Spherical Charge Distribution - Electric Field Intensity

[deedsy]

Homework Statement

A spherical charge distribution is given by $p = p_0 (1- \frac{r^2}{a^2}), r\leq a$ and $p = 0, r \gt a$, where a is the radius of the sphere.

Find the electric field intensity inside the charge distribution.

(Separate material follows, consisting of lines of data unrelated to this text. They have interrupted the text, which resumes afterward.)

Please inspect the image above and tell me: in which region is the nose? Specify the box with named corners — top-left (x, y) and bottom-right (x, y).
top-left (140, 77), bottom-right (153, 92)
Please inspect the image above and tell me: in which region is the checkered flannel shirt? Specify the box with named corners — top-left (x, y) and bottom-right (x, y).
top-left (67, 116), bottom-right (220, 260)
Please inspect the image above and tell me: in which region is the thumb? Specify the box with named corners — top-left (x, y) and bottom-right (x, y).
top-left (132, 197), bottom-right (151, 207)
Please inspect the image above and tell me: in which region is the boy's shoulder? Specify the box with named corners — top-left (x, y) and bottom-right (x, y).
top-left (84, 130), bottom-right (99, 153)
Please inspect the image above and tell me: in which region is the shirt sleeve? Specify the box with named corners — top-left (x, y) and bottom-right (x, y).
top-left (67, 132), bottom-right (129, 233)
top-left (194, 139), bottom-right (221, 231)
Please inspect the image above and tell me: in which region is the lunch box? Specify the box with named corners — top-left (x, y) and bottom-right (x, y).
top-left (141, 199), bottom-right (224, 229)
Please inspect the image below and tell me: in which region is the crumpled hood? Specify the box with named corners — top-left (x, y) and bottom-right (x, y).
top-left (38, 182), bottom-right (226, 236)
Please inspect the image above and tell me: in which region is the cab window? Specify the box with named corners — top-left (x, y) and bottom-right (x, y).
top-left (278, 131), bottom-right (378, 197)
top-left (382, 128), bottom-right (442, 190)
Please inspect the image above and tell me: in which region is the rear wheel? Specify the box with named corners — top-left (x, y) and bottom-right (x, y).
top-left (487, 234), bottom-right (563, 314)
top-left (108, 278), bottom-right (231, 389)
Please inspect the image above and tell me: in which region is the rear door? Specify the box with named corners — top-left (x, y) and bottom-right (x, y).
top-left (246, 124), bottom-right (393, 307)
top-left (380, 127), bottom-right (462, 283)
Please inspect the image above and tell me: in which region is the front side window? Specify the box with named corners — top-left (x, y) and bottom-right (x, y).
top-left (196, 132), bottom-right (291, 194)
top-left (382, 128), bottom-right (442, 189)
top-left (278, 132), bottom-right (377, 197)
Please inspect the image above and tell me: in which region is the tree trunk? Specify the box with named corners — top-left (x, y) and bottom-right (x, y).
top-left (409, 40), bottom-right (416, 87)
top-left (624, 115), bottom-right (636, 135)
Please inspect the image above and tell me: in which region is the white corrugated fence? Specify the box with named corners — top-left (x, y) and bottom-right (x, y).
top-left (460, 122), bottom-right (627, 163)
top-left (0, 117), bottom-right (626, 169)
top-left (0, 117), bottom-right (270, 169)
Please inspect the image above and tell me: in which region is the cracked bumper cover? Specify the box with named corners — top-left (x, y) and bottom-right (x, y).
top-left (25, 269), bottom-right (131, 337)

Well I thought I found the answer until I looked at the back of the book...

Homework Equations

$\oint \vec E \cdot d \vec A = \frac{q_{inside}}{\epsilon_0}$

The Attempt at a Solution

$\oint \vec E \cdot d \vec A = \frac{q_{inside}}{\epsilon_0}$

$E 4\pi r^2 = \frac{4\pi r^3 p}{3 \epsilon_0}$

$E = \frac{p_0 r}{3\epsilon_0}(1 - \frac{r^2}{a^2})$

but my book has as the answer:
$E = \frac{p_0 r}{\epsilon_0}(\frac{1}{3} - \frac{r^2}{5a^2})$

I have no idea where the extra factor came from... Did I do something wrong or is it a mis-print?

 

[gneill]

The book's answer is correct.

Since the charge density is changing with radius you'll have to do the integration over the interior volume (within the Gaussian surface) to find the total charge. You can't just multiply the volume by the fixed value of charge density at the Gaussian surface.

 

[deedsy]

The book's answer is correct.

Since the charge density is changing with radius you'll have to do the integration over the interior volume (within the Gaussian surface) to find the total charge. You can't just multiply the volume by the fixed value of charge density at the Gaussian surface.

got the right answer now - thanks for the help

 

[jtbell]

Just as an aside, if you happen to be looking at this thread again, to put a "rho" ($\rho$) in your LaTeX equations, for charge density, type "\rho". (And similarly for other Greek letters. For capital Greek letters, capitalize the word, e.g. "\Sigma".)